Bad Derivatives Trades Added to Detroit’s Woes

Only now that the narrative around Detroit is pretty well established – city in long-term decline whose distress was intensified by a series of corrupt city governments, compounded by state governments that were opposed to Detroit’s interests – does an important additional factor come to light, that of derivatives losses.

While the bad derivatives bets were far from large enough to have changed the outcome (one commentator called the bankruptcy a “five-decade Katrina,”) it’s another example of how Wall Street wins, even on a relative basis, while little people lose.

Jefferson County, which was faced with big payments (this for a massive sewer project), got snookered by Big Finance in its efforts to minimize the costs of its funding. Detroit did JeffCo one better by first going the extend and pretend route by borrowing $1.4 billion in 2005 to address its pension shortfall. The piece de resistance was a series of derivatives done in connection with that financing.

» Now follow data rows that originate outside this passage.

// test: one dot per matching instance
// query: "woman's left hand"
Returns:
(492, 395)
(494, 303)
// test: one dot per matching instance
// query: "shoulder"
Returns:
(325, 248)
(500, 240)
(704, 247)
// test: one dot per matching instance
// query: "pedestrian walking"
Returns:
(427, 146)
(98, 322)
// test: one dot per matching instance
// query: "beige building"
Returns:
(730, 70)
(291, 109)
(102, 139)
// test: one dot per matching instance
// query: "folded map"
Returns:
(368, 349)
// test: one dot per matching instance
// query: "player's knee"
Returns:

The problem is that the most detailed account on this so far, from the Financial Times. leads me scratching my head as to how much the derivatives trades cost Motown. Here is the overview of the transactions:

…the city government decided to deal with the underfunding…. by establishing two service corporations, which in turn established trusts which sold so-called Pension Obligation Certificates of Participation to investors – in effect IOUs.

The city also bought credit insurance which would reimburse these investors if the trusts defaulted. (The trusts, meanwhile, relied on the city to make payments so they would not default.)

At the time, it was cheaper for Detroit to issue floating-rate debt and then fix its interest payments by buying an interest rate swap than it was to issue fixed-rate debt. So the service corporations went to Merrill Lynch and UBS and bought interest rate hedges to protect from the possibility of sharply rising interest rates.
These interest rate hedges quickly turned into a problem for the city, because a downgrade in Detroit’s credit rating and other factors in 2009 triggered a clause forcing Detroit to buy itself out of the deal, at a cost of several hundreds of millions of dollars. Detroit averted that potential crisis by signing a deal that backed future payments with tax revenues from the city’s casinos.

Prior to the BK filing, Merrill and UBS, who were secured creditors by virtue of these deals, were willing to take a 75% haircut on $340 million. Municipal workers (remember, not eligible for Social Security) were asked to take 90% reductions and other unsecured creditors, over 80% losses.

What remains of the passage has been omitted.